Summary:

Content owners have been hoping that France’s controversial HADOPI scheme for disconnecting file-sharers might provide a model for the rest of the world. Now, the fate of the plan is in confusion after last week’s election that brought Socialist Francois Hollande to power.

French flag
photo: Flickr / fdecomite

Content owners have been hoping that France’s controversial HADOPI scheme for disconnecting file-sharers might provide a model for the rest of the world. Now, the fate of the plan is in confusion (like much else in France) after last week’s election that brought Socialist Francois Hollande to power.

The French law with the funny acronym went into effect last year. It resulted in the creation of a large bureaucracy that has sent a reported  755,015 email warnings to those who take copyrighted content without permission.
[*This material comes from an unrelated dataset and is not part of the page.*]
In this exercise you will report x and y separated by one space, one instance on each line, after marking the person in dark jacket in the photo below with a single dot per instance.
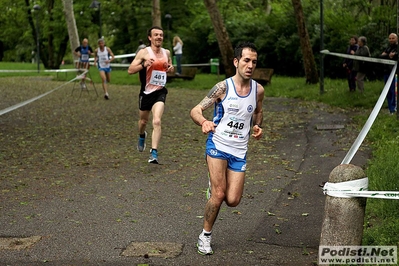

The warnings are supposed to be the first strike in a series of measures that culminate in citizens losing their internet connection — a prospect that has created great alarm but has not actually come to pass.

France’s former government claimed HADOPI reduced piracy by up to 66 percent but others questioned the statistics.

The Socialist party has long promised to revoke the measure altogether and the French press, where HADOPI has been a big deal, has already been speculating about when Hollande will actually kill the law.

In a report on digital issues confronting Hollande, French news magazine L’Express says HADOPI is the most important one and that the new president will implement a revised version of the law by 2013. In the meantime, the report suggests, the existing law’s enforcement measures will soon be suspended.

But at the same time, Hollande is beholden to the country’s powerful cultural interests. He has vowed to fight illegal distribution platforms that “distribute cultural content without participating in their financing.”

Overall, this suggests that the new French government will cease enforcement campaigns against individuals and instead target file-sharing websites as part of a nationalistic cultural campaign. The details — like much of Hollande’s plans for fixing France — have yet to be sketched out.

Meanwhile, the European Commissioner for a digital agenda has expressed discomfort with HADOPI-style punitive measures, and appears focused instead on creating more seamless licensing frameworks for content.

The United States, for now, is poised to go in a different direction with a “six-strike” regime set to go into effect this summer. The scheme is the result of a new collaboration between studios and ISP’s, and would result in a series of warnings and enforcement measures.

At the same time, copyright owners from publishers to porn studios have become more aggressive in using the courts to sue dozens of people at once through “John Doe” lawsuits in which a case goes forward and names are filled in later. Content owners have also been working with federal authorities to seize “rogue” websites.